If a \(1.50\,{\rm{cm}}\)-thick piece of lead can absorb \({\rm{90}}{\rm{.0 \% }}\) of the \({\rm{\gamma }}\) rays from a radioactive source, how many centimeters of lead are needed to absorb all but \({\rm{0}}{\rm{.100 \% }}\) of the \({\rm{\gamma }}\) rays?

The spontaneous emission of radiation in the form of particles or high-energy photons as a result of a nuclear process is known as radioactivity.

The absorption of \({\rm{\gamma }}\) rays through the lead is:

\(N = {N_0}{e^{ - \mu x}}\)

Now, when the value of:

\(x = 1.50\,{\rm{cm}}\).

Then, we have the value:

\(N = \left( {10.0\% } \right){N_0}\).

So, we get:

\(\begin{align}{e^{ - \mu (1.50\;cm)}} &= \frac{{(10.0\% ){N_0}}}{{{N_0}}}\\ &= 0.100..................(1)\end{align}\)

Then, we have:

\(\mu = \frac{{\ln (0.100)}}{{(1.50\,cm)}}.............(2)\)

Now, if \({\rm{100\% }}\) of the \({\rm{\gamma }}\) rays is remaining.

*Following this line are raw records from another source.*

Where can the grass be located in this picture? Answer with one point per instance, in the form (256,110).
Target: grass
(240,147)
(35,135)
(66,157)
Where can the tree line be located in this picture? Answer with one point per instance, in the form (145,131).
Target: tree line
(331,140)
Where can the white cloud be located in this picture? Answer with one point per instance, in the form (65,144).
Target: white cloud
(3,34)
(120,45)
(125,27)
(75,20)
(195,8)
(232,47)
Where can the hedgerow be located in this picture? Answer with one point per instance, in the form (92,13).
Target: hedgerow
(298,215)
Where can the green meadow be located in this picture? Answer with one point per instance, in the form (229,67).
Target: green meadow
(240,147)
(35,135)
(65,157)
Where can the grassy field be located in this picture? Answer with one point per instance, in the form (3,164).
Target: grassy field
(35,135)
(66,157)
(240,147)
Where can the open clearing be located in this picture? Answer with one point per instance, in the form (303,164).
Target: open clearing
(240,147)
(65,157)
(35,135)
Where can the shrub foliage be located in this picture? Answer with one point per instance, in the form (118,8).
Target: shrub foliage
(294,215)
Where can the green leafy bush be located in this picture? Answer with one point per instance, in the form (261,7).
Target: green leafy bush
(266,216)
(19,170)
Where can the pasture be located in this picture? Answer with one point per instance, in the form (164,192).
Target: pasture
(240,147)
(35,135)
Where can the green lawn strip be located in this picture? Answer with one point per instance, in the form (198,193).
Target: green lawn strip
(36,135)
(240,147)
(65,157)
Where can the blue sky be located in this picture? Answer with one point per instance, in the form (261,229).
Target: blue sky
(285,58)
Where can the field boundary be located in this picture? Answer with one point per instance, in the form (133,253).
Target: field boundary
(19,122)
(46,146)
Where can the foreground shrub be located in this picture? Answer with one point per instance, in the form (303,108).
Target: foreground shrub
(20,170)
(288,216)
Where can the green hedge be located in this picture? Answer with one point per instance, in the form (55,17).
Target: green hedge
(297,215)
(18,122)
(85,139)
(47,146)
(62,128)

We, then have the value as: \(N = 0.00100{N_0}\).

So, we get:

\(\begin{align}{e^{ - \mu x}} &= \frac{N}{{{N_0}}}\\ &= \frac{{0.00100{N_0}}}{{{N_0}}}\\ &= 0.00100..................(3)\end{align}\)

\(\begin{align}x &= \frac{{\ln (0.00100)}}{\mu }\\ &= \frac{{\ln (0.00100)}}{{\ln (0.100)}}(1.50\;\,cm)\\ &= 4.50\,\;cm........................(4)\end{align}\)

Therefore, the thickness is: \(4.50\;\,{\rm{cm}}\).